Certes, on aura retenu de cette expérience des villages fermés en Gaspésie et l'Opération Dignité soutenue par le milieu et l'ancien ministre libéral, Pierre de Bané, mais on a tort de réduire selon les auteurs de ce livre les réalisations et les retombées du BAEQ à ce seul fait. C'est à cette initiative que l'on doit la démocratisation des débats publics régionaux, la décentralisation et la déconcentration des activités gouvernementales et même la morphologie organisationnelle actuelle du pouvoir des régions. Le professeur Jean-François Simard l'atteste bien en écrivant : « l'histoire a fait un mauvais parti à cette expérience unique et féconde qui a eu de nombreuses retombées tant au niveau du développement de la région que de l'élaboration des outils nécessaires de développement régional, comme une administration publique mieux formée et davantage capable d'agir ». (Ibid. p. 23)

Ce qui fait dire à Bruno Jean, le directeur de cette publication que Jean François Simard a été : « À ma connaissance, c'est l'un des premiers chercheurs universitaires à avoir démontré la synergie entre le BAEQ et la Révolution tranquille qui a fait entrer le Québec, et ses régions, dans la modernité » (Loc.cit.)

Nous, en Estrie, avons été de dignes héritiers de cette tradition inaugurée par le BAEQ jusqu'à tout récemment. Les décisions récentes et les orientations générales du gouvernement libéral de Philippe Couillard sont venues mettre fin à ce dynamisme original de notre région.

L'Estrie et la concertation régionale

Pendant longtemps, l'Estrie a figuré parmi les régions du Québec qui s'est distinguée par sa capacité à se concerter sur des projets moteurs pour son développement. Bien sûr, il y avait parfois des tensions entre les projets des différents coins de la région, mais le leadership avisé d'une Monique Gagnon-Tremblay et l'esprit de cohésion de ses collègues députés de la région ont contribué à arrondir les angles. Notre région ne serait pas ce qu'elle est aujourd'hui s'il n'y avait pas eu cette concertation régionale poussée et ce leadership politique.

C'est grâce à cette concertation à toute épreuve que l'Estrie a obtenu le service de cartographie du gouvernement fédéral à Sherbrooke, service qui compte aujourd'hui plus de deux cents employés. La Domtar à Windsor a modernisé ses installations chez nous à la suite de la mobilisation des acteurs régionaux.
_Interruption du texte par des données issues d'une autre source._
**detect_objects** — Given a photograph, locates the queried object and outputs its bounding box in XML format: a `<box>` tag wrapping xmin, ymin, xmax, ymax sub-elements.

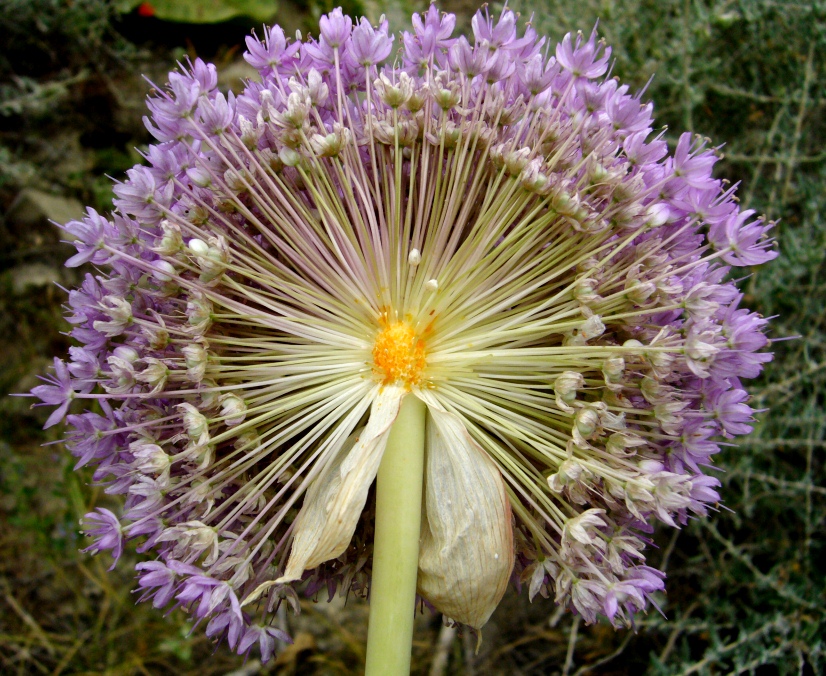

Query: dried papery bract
<box><xmin>32</xmin><ymin>0</ymin><xmax>775</xmax><ymax>657</ymax></box>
Le développement du Mont-Orford, du Camp musical d'Asbestos, de la Maison du Granit sont aussi le produit de cette concertation et de ce dialogue des gens de l'Estrie. Si nous avons encore une faculté de médecine à Sherbrooke c'est aussi grâce à cette concertation et au leadership avisé de Monique Gagnon-Tremblay.

Depuis l'élection du gouvernement Charest qui a aboli les CRD pour les remplacer par les CREE, abolis à leur tour par le gouvernement libéral de Philippe Couillard, la dynamique régionale n'a jamais été si peu mise à contribution. C'est aujourd'hui le chacun pour soi. Il n'y a plus d'endroits pour mener la concertation sur des tensions dynamiques entre les différentes parties de la région. À titre d'illustration, rien n'est plus évident que le dossier du prolongement de l'autoroute 410 où une petite municipalité est laissée seule à elle-même face au rouleau compresseur de la Ville de Sherbrooke comme l'illustrait Luc Larochelle dans sa chronique samedi dernier dans le journal La Tribune intitulée « Une croisade en solitaire ».

Aujourd'hui, nous n'en avons plus que pour les villes comme moteur de développement économique. Dans ce nouveau jeu politique, Sherbrooke et sa région sont laissées pour compte. Montréal, la métropole et Québec, la capitale, en récoltent les fruits sous forme de lois et de règlements particuliers. Sherbrooke devient une ville parmi tant d'autres au Québec et nous n'avons plus de leadership politique fort qui parle au nom de notre ville et de notre région. C'est lamentable, mais c'est le prix à payer pour notre complicité avec l'ODMR libérale!